Fui directa para o Aeroporto e assim que cheguei o avião da Camila tinha acabado de aterrar. Esperei uns 5 minutos e a Camila apareceu... Linda e super elegante. Notava-se que o Mundo da Moda era a sua profissão.

Vestuário da Camila

Assim que os nossos olhares se cruzaram corremos para nos abraçar.

- Que saudades amor - dissemos em conjunto

- Estás linda - referi eu

- Olha para ti... sem palavras - disse a Camila

- Vamos recolher a bagagem - disse

- Então e quando estás a pensar ir para o Brasil? - perguntei

- Não sei, pensaste em algum dia? - questionou

- Os meus professores aceitaram dispensar-me das aulas esta semana, já que fui a melhor aluna, decidiram brindar-me com esse ''prémio''. - informei

- Óptimo... e se fossemos hoje? - sugeriu

- Hoje? Mas nem tenho a passagem nem a bagagem arrumada... - disse 

- Olha - apontou para o quadro das partidas. - Rio de Janeiro - 23 horas

- Ainda faltam algumas horas... acho que dá tempo e assim fazemos uma surpresa aos pais.

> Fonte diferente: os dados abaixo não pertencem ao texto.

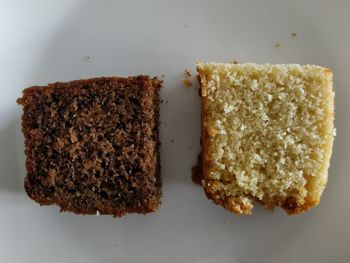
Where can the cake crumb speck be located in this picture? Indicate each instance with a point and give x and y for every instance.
(187, 83)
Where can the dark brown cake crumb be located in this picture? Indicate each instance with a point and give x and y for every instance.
(92, 146)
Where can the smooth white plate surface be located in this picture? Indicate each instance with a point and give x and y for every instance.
(46, 41)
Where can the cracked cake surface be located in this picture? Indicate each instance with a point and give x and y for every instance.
(267, 134)
(92, 146)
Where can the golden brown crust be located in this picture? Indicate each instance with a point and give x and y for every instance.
(229, 194)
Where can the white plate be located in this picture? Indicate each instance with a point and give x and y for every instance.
(45, 41)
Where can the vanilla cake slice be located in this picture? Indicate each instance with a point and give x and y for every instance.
(267, 134)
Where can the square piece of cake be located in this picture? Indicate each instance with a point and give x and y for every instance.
(267, 134)
(92, 146)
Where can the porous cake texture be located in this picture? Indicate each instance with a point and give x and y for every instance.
(267, 134)
(92, 146)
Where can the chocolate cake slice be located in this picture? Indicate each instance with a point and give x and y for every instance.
(92, 146)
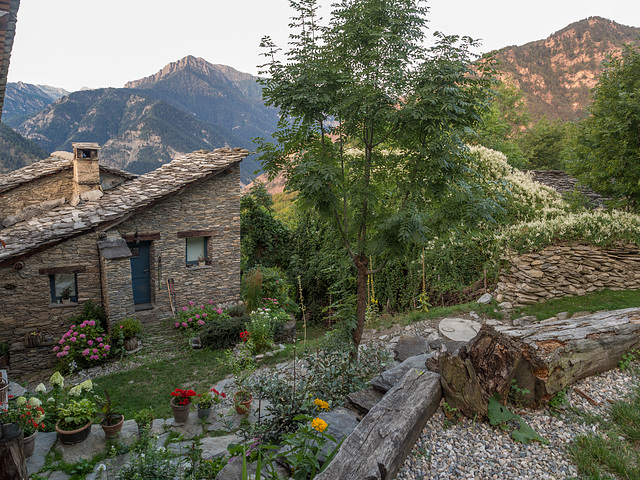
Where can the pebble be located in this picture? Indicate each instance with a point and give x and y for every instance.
(476, 451)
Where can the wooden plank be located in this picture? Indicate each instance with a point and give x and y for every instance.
(66, 269)
(200, 233)
(143, 237)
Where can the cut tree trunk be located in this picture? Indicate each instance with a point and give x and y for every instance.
(543, 358)
(13, 463)
(379, 445)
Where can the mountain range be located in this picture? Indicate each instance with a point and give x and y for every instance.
(555, 75)
(192, 104)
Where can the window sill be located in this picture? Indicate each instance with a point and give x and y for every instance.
(64, 305)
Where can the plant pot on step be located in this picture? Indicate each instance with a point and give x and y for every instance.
(10, 430)
(242, 402)
(203, 412)
(71, 437)
(111, 431)
(180, 412)
(130, 343)
(29, 443)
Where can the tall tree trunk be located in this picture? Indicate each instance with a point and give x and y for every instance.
(362, 265)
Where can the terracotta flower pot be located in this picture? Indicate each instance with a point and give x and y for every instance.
(29, 444)
(71, 437)
(180, 412)
(111, 431)
(242, 406)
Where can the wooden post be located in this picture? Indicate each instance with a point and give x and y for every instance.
(13, 464)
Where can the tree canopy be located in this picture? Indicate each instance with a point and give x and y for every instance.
(373, 124)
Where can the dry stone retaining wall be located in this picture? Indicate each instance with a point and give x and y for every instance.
(567, 270)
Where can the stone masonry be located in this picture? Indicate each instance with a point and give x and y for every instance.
(566, 270)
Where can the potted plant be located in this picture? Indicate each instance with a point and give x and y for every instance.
(74, 420)
(30, 419)
(209, 400)
(4, 356)
(112, 421)
(144, 419)
(130, 329)
(32, 339)
(180, 404)
(65, 295)
(242, 365)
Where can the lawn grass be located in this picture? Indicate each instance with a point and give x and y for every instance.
(602, 300)
(614, 453)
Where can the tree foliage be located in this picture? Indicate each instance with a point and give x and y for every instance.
(608, 144)
(372, 126)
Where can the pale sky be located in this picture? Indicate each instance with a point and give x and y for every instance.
(98, 43)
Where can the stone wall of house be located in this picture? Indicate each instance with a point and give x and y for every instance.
(25, 299)
(213, 206)
(567, 270)
(41, 190)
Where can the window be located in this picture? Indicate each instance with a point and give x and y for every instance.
(63, 284)
(196, 249)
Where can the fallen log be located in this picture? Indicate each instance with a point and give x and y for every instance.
(543, 358)
(378, 446)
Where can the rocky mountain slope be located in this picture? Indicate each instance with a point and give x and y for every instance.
(22, 99)
(556, 74)
(136, 132)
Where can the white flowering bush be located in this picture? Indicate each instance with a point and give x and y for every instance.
(602, 228)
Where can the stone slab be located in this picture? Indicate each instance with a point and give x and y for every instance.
(458, 329)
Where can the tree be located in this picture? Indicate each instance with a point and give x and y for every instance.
(608, 143)
(372, 126)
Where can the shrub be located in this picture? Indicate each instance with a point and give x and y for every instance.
(222, 332)
(82, 346)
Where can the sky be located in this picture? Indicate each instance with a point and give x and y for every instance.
(97, 43)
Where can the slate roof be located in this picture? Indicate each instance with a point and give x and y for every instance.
(66, 221)
(57, 162)
(8, 18)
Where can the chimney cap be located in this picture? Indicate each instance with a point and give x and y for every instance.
(86, 145)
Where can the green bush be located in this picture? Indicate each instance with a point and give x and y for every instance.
(223, 332)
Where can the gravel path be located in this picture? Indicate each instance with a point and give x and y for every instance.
(468, 450)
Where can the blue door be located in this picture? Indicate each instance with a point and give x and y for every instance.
(140, 271)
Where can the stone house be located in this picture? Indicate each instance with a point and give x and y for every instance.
(73, 227)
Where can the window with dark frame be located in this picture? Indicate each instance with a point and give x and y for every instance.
(59, 282)
(196, 247)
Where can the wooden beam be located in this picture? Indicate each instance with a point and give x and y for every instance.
(66, 269)
(143, 237)
(200, 233)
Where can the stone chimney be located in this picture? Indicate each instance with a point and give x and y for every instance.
(86, 173)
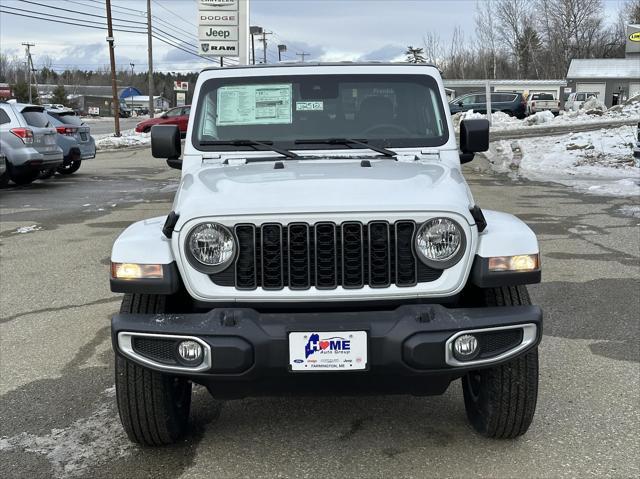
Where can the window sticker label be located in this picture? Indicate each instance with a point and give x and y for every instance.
(254, 105)
(309, 106)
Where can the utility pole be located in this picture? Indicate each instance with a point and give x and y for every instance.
(264, 46)
(133, 65)
(253, 31)
(29, 67)
(112, 57)
(281, 50)
(150, 48)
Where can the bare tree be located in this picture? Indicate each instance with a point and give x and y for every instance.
(432, 48)
(511, 17)
(487, 36)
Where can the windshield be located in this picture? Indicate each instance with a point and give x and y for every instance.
(67, 118)
(385, 110)
(542, 96)
(36, 118)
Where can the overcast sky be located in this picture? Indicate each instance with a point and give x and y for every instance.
(329, 30)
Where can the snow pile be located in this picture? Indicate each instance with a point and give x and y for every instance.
(593, 111)
(27, 229)
(593, 106)
(599, 162)
(127, 139)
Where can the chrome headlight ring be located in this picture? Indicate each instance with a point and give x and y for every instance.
(440, 242)
(210, 247)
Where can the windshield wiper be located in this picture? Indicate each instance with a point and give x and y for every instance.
(348, 142)
(268, 145)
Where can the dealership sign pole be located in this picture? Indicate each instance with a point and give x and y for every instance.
(223, 29)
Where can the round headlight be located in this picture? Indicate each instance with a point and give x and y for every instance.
(211, 245)
(440, 242)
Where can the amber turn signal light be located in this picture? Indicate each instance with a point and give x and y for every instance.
(136, 271)
(523, 262)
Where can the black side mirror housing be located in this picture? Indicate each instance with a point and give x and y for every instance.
(165, 143)
(474, 137)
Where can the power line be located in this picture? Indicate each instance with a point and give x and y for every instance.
(67, 18)
(174, 14)
(66, 23)
(84, 25)
(80, 13)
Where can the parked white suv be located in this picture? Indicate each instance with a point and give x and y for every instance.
(576, 99)
(323, 239)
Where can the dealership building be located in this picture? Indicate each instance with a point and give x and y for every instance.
(614, 80)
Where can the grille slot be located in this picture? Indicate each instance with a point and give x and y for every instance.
(272, 258)
(324, 256)
(160, 350)
(493, 343)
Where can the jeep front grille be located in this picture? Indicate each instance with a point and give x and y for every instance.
(300, 256)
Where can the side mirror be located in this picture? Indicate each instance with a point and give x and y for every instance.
(165, 143)
(474, 137)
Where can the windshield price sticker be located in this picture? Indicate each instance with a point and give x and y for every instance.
(309, 106)
(254, 105)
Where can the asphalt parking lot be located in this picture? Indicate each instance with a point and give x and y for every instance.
(57, 406)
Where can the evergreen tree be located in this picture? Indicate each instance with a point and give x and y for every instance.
(415, 55)
(59, 95)
(21, 92)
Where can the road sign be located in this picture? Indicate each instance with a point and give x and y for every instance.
(223, 28)
(180, 86)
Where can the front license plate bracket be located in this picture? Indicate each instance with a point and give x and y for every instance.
(328, 351)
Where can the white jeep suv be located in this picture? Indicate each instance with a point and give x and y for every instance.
(324, 239)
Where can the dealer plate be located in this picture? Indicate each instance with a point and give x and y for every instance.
(328, 351)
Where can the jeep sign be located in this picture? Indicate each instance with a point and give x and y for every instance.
(211, 32)
(223, 28)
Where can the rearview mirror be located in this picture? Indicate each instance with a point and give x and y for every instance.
(165, 143)
(474, 137)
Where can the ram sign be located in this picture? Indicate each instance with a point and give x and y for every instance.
(223, 28)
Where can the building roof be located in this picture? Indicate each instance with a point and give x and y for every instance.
(604, 68)
(317, 64)
(142, 98)
(481, 83)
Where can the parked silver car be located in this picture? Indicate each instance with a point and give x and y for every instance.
(74, 137)
(28, 141)
(4, 176)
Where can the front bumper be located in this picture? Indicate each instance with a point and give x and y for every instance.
(409, 348)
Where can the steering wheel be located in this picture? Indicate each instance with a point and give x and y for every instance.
(387, 126)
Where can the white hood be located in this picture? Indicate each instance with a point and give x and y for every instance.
(321, 186)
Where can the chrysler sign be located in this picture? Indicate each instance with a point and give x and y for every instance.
(223, 28)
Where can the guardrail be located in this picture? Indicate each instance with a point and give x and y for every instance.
(551, 130)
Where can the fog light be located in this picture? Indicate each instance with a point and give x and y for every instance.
(465, 347)
(190, 352)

Fomos até ao balcão comprar a passagem, seria para as 23 horas dessa mesma noite. Tinha muita coisa que fazer, comprar o jantar antes de regressar a casa e arrumar as malas. O mesmo táxi esperava-nos. Parámos num pronto a comer e comprei a primeira coisa que havia lá. Frango assado. Combinei com o empregado que o entregasse ao domicilio por volta das 20.00 horas.

Jantar da Leire, Camila e Amanda.

Chegámos a casa.

- Que saudades - referiu a Camila.

- E de certeza que ela (Casa) também tem tuas. - disse.

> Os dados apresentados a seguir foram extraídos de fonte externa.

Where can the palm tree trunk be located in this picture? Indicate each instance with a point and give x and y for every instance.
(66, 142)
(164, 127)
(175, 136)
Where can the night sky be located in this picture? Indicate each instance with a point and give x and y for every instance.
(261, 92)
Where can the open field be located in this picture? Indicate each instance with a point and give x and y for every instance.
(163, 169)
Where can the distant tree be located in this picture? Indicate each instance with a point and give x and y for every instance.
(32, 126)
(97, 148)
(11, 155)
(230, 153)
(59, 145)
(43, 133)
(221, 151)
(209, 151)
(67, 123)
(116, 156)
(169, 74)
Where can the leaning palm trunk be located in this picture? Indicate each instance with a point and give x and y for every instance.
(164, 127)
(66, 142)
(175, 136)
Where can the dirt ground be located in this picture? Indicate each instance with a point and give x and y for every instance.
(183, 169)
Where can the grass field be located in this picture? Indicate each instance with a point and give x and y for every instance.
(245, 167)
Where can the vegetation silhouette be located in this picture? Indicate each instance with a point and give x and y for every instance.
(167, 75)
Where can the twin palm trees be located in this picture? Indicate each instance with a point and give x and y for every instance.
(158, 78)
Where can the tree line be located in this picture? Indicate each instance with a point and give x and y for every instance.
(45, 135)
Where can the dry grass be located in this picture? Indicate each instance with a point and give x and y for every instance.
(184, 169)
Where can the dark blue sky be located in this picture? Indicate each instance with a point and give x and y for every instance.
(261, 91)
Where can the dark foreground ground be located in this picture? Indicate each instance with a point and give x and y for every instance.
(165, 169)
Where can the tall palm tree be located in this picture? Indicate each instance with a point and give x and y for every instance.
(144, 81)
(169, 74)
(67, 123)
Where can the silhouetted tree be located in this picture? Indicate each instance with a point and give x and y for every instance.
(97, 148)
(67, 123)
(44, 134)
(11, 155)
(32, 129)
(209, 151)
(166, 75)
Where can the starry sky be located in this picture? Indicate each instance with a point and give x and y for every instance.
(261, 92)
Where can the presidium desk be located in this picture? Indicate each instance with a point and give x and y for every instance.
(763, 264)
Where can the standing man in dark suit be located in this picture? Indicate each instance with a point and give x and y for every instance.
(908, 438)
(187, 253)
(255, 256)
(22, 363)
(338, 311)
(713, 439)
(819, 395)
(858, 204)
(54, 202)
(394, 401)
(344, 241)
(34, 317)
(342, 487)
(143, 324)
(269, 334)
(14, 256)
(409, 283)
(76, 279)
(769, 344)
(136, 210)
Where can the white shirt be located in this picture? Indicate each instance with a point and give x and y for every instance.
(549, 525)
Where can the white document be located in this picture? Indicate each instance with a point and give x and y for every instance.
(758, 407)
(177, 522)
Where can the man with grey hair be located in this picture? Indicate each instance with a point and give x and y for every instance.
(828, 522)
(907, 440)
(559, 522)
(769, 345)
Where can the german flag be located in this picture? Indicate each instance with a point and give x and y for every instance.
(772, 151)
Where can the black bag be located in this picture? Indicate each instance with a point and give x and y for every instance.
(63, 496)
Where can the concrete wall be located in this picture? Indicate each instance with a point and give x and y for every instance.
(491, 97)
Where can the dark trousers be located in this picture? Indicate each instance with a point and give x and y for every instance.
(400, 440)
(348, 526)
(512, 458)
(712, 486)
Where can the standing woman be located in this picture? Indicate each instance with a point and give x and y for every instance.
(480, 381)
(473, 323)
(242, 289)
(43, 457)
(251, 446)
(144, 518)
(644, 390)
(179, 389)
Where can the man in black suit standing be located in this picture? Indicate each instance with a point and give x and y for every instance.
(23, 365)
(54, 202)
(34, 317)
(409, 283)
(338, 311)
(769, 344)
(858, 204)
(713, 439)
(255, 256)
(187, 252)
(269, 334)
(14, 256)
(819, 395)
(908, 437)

Fui mostrar como tinha ficado a decoração do quarto da Amanda, ela ficou maravilhada, tal como eu fiquei. Estava Lindo!

Fomos até ao meu quarto e começámos a fazer as malas.


segunda-feira, 26 de novembro de 2012

Capítulo 58

Desvalorizei o assunto e dentei que não me arruinasse a vida.

3 MESES DEPOIS

Era Dezembro, faltava uma semana para as férias do Natal. A minha vida seguia igual, ainda doída por dentro por causa do Rodrigo. O Gonçalo  depois da nossa última discussão nunca mais voltou a dar notícias. Neste 3 meses apenas me dediquei a mim e à minha carreira e ainda bem que o fiz, porque a minha média estava nos 19 valores, era a melhor da turma.
O Dr. Almeida ainda me telefonou algumas vezes para participar em alguns trabalhos, com a equipa de basquetebol e hóquei patins.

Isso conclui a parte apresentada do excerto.